Mr Potter was standing next to his girlfriend when he slipped and fell over a sheer precipice close to the peak of Sgurr Choinnich Mor, near Ben Nevis. He tried desperately to slow his fall, grasping at the snow and ice with his hands, and kicking out his feet as he tumbled down, but without any effect.

The Royal Navy Search and Rescue team sent to recover his body were astonished to instead find him standing up at the bottom – albeit shakily – and consulting his map, trying to work out how to get back to his car. Mr Potter was airlifted to hospital, where he was found to have three fractured vertebrate, a “fat lip” and multiple bruises, as well as having lost “several layers of skin” from his face after tumbling down ice fields and plunging over at least three 100ft sheer cliffs.

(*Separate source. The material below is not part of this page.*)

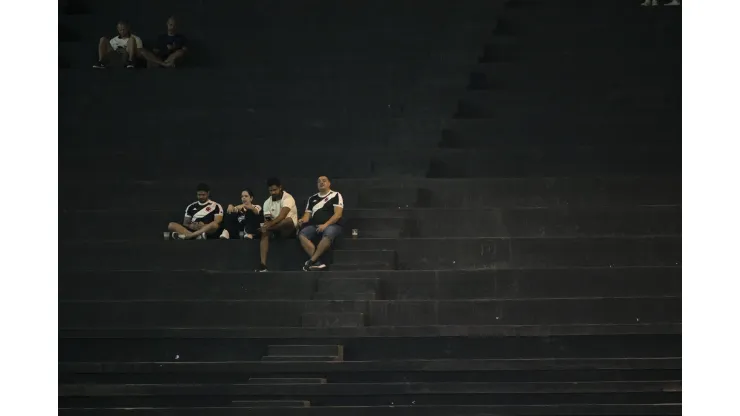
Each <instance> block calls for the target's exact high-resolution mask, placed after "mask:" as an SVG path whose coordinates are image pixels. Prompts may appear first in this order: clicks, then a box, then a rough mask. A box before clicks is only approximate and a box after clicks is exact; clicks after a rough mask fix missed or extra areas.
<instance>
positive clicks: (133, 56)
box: [126, 36, 139, 64]
mask: <svg viewBox="0 0 740 416" xmlns="http://www.w3.org/2000/svg"><path fill="white" fill-rule="evenodd" d="M138 50H139V49H138V48H137V47H136V39H134V37H133V36H131V37H130V38H129V40H128V43H127V44H126V53H127V54H128V61H129V63H132V64H133V63H134V59H136V57H137V56H139V52H138Z"/></svg>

He survived the drop because he bounced off slopes so steep that they slowed him, rather than brought his fall to an abrupt and fatal halt. The snow is thought to have helped cushion his landings, and he said yesterday that his backpack “probably saved me” by absorbing the worst of many impacts. Speaking from his hospital bed yesterday, he said: “I was doing all sorts of rolling and sliding, some on my back, some on my front. I was tumbling for some bits and at other times I was just in the air,” he recalled.

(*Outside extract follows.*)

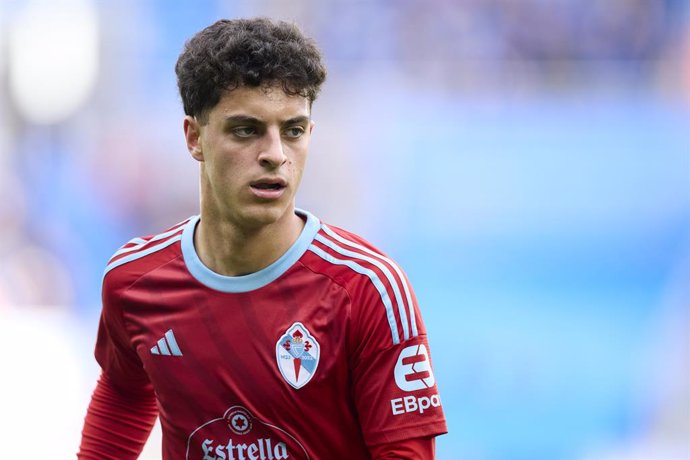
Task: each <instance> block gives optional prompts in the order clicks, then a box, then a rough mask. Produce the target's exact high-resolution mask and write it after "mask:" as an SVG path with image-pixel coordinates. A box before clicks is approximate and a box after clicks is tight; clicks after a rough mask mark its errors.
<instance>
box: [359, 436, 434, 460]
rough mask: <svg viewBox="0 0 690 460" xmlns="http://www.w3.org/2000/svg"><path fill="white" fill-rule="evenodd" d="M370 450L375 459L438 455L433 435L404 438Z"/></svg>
mask: <svg viewBox="0 0 690 460" xmlns="http://www.w3.org/2000/svg"><path fill="white" fill-rule="evenodd" d="M369 451H370V453H371V458H372V459H373V460H394V459H411V458H414V459H415V460H432V459H434V458H435V455H436V440H435V439H434V438H433V437H425V438H412V439H403V440H401V441H397V442H394V443H387V444H378V445H375V446H372V447H371V448H370V449H369Z"/></svg>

“When you are in a situation like that you don’t really think about fear. You just try to deal with it and slow yourself down.” At one point he was close to bringing his slide across ice under control but even as he dared to hope he might be able to stop he realised a sheer 100-foot drop was just ahead.

He said: “When I went over a cliff I thought, ‘This is a big one. This is going to hurt.’” He laughed off his “bit of a tumble” but did concede: “I feel extremely, extremely lucky to have survived.” The climb with four friends, including his girlfriend Kate Berry, was a training exercise for a trip to Mount Everest. Mr Potter, who lives in Glasgow, said last night that during the fall he had found time to worry about missing out on the Himalayas:

“I was thinking about my trip I’m about to go on in two months to climb Everest. I was thinking it would put a stop to that.” Ms Berry was understandably horrified when her boyfriend disappeared over the edge: “It was really an emotional experience for me. It was pretty hard. He was standing next to me and he rolled and rolled downhill. I heard him screaming as he fell. I didn’t expect to see him standing. I wasn’t sure if I would ever see him again. “I was so relieved and happy when I saw he was still alive. I was able to see him in hospital and it was so lovely to hold him in my arms and give him a hug. He’s had a second chance of life.”

Lieutenant Tim Barker, one of the rescue team based at HMS Gannet in Prestwick, Ayrshire, said that when the call came through to find a fallen climber the crew was convinced they were going to pick up a dead body and were amazed to find him with little more than “whiplash and shock”. He said of Mr Potter’s helicopter airlift to hospital: “He was completely overjoyed. He was smiling a lot, as you can imagine,” and added: “It’s one of the closest near-death experiences I’ve ever heard of, that’s for sure.”